Habitat and behavior
Symbiotic association: Fungus grows in a sheltered environment tended to by the larvae, in return, the larvae flourish and feed on the fungal farms.
Wood boring activities occur primarily in the larval stage, larvae found in both sapwood and heartwood.
Pestiferous: Lymexylon, Hylecoetus, and Melittomma to forest trees like Chestnut, Poplar, and Oaks. Some species are pests, killing live trees and damaging timber structures such as houses and ships.
There are 37 species in 7 genera, including:
- The ship timber beetle, Lymexylon navale
- 2 species located in Eastern US and Canada include: the sapwood timberworm Elateroides lugubris (Say)

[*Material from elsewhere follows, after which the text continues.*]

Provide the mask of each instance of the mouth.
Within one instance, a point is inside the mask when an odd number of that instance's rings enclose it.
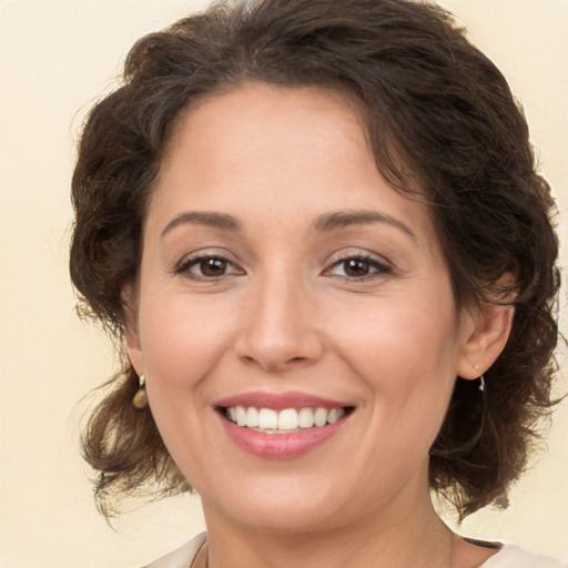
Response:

- The chestnut timberworm, Melittomma sericeum
Reproduction in Hylecoetus dermestoides
This species has evolved a very interesting relationship with the yeast-like fungus, Endomyces hylecoeti. Every egg the female lays is coated with fungal spores from a pouch near her ovipositor. The larvae hatch and collect some of the spores by staying close to their egg shells for a while before tunnelling into the wood. The fungi grows on the walls of the tunnel the larvae make and it is this the young eat rather than the wood. The fungi requires a good flow of air, so the larvae keep their tunnel free of any debris.

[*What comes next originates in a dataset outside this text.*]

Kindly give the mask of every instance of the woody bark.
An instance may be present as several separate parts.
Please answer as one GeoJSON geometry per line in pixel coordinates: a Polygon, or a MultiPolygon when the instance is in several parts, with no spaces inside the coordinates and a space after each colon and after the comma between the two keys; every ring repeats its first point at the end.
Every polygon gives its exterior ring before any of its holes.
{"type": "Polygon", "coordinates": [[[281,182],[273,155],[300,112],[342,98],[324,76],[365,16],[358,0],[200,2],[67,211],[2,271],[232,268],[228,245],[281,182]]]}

Lymexylidae contains the following genera:
- Arractocetus Kurosawa, 1985
- Atractocerus Palisot de Beauvois, 1801
- Australymexylon Wheeler, 1986
- Elateroides Schaeffer, 1766
- Fusicornis Philippi, 1866
- Lymexylon Fabricius, 1775
- Melittomma Murray, 1867
- Melittommopsis Lane, 1955
- Protomelittomma Wheeler, 1986
- Urtea Paulus, 2004
Adult morphology: 5–40 mm long; elongate to slender, parallel-sided, vestiture consisting of fine setae; conspicuously necked to not necked; somewhat waisted. Head short, typically narrowed behind large protruding eyes forming a slight neck; surface punctate, with or without epicranial pit; Antennae short 11-segmented, filiform/serrate, often sexually dimorphic. Maxillary palpi 4-segmented, simple in most females, and with apical segment modified into a complex flabellate or plumose organ in males-palporgan. Tarsi 5-5-5 with legs slender, moderately long. Hind-leg coxae extending laterally to meet the elytra (Lymexylon), or not markedly extended laterally (Hylecoetus). Elytra individually tapered to their apices to not individually tapered; fairly short, exposing several terminal abdominal 1-3 tergites; all articulated and moveable. Wings with fairly complete venation, radial cell short or absent
Immature Morphology: Whitish-yellow, elongate, thin, cylindrical with short but well developed legs Prognathous, stemmata absent or present, may have eye spots Abdominal modifications found in older larvae
Superfamily Lymexyloidea currently within Series Cucujoidea. The internal phylogeny not been clearly understood/completed by experts. Morphological data puts it inside Tenebrionoidea, and molecular data as sister to Tenebrionoidea.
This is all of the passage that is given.